Le prime testimonianze scritte risalgono ad almeno sedici secoli prima della nascita di Cristo. In pratica, ai tempi dei Sumeri che utilizzavano il tartufo mischiandolo ad altri vegetali quali orzo, ceci, lenticchie e senape. Gli antichi ateniesi lo adoravano, tanto che Plutarco, Giovenali, Plinio e Marziale, solo per citarne alcuni, diedero vita a lunghe e accese diatribe sulla sua origine. Ma non solo. I tartufi che deliziavano i palati dei patrizi romani erano scadenti solo nella qualità, dato che il loro prezzo era salatissimo.
A dire il vero, il tartufo venne abbandonato come cibo per tutto il Medioevo, mentre nel Rinascimento tornò in auge. Sulle mense dei signori francesi il tartufo nero pregiato apparve tra il XIV ed il XV secolo, mentre in Italia in quel periodo si stava affermando il tartufo bianco. Nel Settecento, il tartufo piemontese era considerato presso tutte le Corti europee una prelibatezza.
In un passato neppur troppo remoto, il mestiere del tartufaio era praticato quasi esclusivamente da contadini, i quali, in autunno, finito il tempo della vendemmia, si addentravano nel bosco per cercare tartufi e arrotondare i guadagni. Ma nel corso degli anni anche le consuetudini di questo mestiere si sono modificate. Basti pensare che, in ragione dell’estrema segretezza con la quale si tramandano le tartufaie, spesso in passato si soleva andare a tartufi prevalentemente di notte.
Lontano da altri occhi il tartufaio in compagnia del suo cane poteva aggirarsi indisturbato alla ricerca delle zone migliori per la raccolta. Protetti dall’oscurità gli scavatori potevano entrare nelle loro tartufaie personali per far propria tutta la produzione di questi appezzamenti.
Oggi le cose sono decisamente cambiate e la legislazione (Normativa quadro in materia di raccolta, coltivazione e commercio dei tartufi freschi o conservati destinati al consumo del 16 dicembre 1985 n. 752) parla chiaro: per evitare di recare danno alla delicata natura del fungo ipogeo, per tutte le attività di ricerca e raccolta del tartufo è necessario ottenere l’apposito tesserino di idoneità. Accanto al tartufaio professionista, pullulano anche i “cercatori di tartufi della domenica”. Un vero e proprio esercito. Nonostante siano in tanti in tutta Italia ormai ad essere diventati tartufai, il mestiere continua ad essere ammantato dal fascino del mistero che circonda la sua arte.
Per quanto riguarda le regole da rispettare, l’attività di ricerca e raccolta dei tartufi può essere esercitata solo da maggiori di 14 anni. Per ottenere il tesserino bisogna sostenere e superare un esame specifico. Nonostante il tesserino sia valido su tutto il territorio nazionale, ogni regione stabilisce diverse regole per il rilascio del documento, e diventa quindi necessario cercare le informazioni specifiche per la propria regione di residenza.

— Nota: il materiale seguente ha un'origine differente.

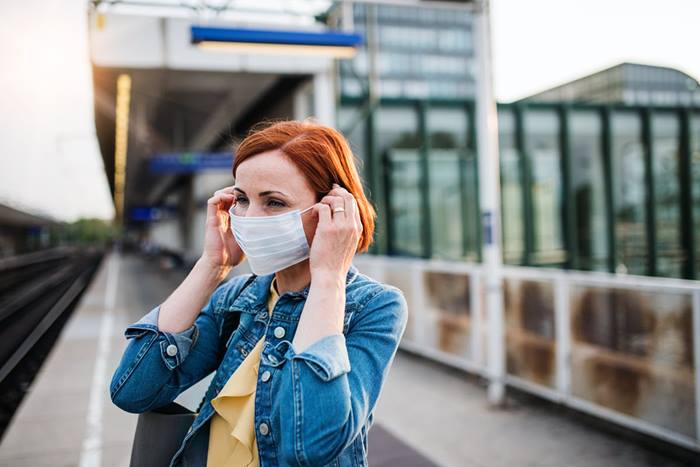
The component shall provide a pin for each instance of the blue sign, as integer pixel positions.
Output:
(190, 162)
(152, 213)
(271, 36)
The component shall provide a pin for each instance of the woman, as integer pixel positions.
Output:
(297, 380)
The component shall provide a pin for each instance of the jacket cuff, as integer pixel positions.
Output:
(174, 346)
(327, 357)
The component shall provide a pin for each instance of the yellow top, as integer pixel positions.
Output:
(232, 433)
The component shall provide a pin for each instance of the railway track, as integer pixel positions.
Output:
(38, 292)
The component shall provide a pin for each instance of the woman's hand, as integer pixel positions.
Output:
(220, 248)
(337, 234)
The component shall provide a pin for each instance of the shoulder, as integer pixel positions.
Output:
(370, 296)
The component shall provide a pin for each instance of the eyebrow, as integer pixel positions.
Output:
(262, 193)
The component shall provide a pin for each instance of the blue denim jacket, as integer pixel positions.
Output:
(313, 408)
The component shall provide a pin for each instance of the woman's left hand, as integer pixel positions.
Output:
(337, 233)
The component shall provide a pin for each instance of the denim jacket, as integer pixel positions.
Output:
(312, 408)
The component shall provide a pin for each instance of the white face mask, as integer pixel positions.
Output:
(271, 243)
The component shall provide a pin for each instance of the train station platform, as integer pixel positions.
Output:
(427, 415)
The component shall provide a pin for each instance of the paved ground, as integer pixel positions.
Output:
(68, 419)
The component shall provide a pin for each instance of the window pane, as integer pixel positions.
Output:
(629, 192)
(511, 194)
(398, 145)
(542, 137)
(447, 129)
(669, 252)
(353, 128)
(588, 190)
(695, 184)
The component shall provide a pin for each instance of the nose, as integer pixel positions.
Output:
(253, 211)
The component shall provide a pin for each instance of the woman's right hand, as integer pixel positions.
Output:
(220, 247)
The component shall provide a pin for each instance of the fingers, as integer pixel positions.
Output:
(324, 214)
(221, 200)
(352, 211)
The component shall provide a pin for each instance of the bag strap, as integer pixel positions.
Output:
(230, 327)
(226, 332)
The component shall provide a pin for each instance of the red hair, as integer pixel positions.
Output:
(321, 153)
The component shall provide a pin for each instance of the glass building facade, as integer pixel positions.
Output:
(586, 186)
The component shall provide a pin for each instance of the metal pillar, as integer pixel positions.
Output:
(489, 196)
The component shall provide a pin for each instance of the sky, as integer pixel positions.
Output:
(48, 150)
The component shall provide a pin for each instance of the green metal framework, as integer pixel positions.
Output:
(378, 178)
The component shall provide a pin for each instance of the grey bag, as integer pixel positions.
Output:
(158, 435)
(159, 432)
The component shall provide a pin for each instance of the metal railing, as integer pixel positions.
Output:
(622, 348)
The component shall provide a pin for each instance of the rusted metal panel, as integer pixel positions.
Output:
(632, 351)
(530, 329)
(447, 300)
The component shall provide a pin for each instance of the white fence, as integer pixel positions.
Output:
(623, 348)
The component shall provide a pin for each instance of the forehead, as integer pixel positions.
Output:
(270, 170)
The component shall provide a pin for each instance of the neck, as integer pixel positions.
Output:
(294, 278)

I costi da sostenere per diventare tartufai variano da regione a regione, così come gli anni di validità del tesserino, che generalmente dura 10 anni e ha bisogno di una vidimazione annuale. Oltre al pagamento delle due marche da bollo da 16 euro obbligatorie, è necessario versare una quota alla tesoreria regionale che varia a seconda del territorio di competenza.

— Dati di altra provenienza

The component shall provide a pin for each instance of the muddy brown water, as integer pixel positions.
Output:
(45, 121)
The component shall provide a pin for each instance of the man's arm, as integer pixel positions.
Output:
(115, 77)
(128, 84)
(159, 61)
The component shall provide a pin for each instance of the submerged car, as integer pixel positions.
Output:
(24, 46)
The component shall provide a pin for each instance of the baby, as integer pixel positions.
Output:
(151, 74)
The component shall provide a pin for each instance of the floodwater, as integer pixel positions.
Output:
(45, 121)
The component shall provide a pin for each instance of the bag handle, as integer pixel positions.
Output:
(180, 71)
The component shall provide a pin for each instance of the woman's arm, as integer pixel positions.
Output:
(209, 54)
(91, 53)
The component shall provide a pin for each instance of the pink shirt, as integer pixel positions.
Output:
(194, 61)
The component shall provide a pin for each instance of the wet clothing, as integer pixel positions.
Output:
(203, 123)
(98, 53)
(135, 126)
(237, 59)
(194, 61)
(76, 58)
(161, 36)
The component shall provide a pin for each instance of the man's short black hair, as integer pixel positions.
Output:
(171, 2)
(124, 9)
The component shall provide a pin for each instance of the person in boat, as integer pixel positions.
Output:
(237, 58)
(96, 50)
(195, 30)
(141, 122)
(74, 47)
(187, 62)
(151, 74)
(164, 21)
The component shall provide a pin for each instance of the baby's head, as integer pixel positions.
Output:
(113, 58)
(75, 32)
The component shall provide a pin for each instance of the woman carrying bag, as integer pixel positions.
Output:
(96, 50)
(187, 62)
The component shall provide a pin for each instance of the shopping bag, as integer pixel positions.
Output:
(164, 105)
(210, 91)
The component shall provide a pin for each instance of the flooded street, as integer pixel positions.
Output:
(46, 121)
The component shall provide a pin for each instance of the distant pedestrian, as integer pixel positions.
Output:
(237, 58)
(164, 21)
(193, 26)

Sempre a proposito di legge, essa prevede l’uso obbligatorio di un cane addestrato allo scopo. Non ci sono invece specifiche prescrizioni riguardo la razza, ed ogni tartufaio è libero di utilizzare il cane che preferisce. Ciò non toglie che alcune razze siano più utilizzate di altre, sono più facilmente addestrabili, e più portate a questo “mestiere” (come sempre con le dovute eccezioni). D’altro canto, tenete presente che il vero protagonista non è l’uomo, ma il suo amico fidato che, da sempre, è l’attore principale della raccolta e forma con il proprio conduttore un binomio inscindibile.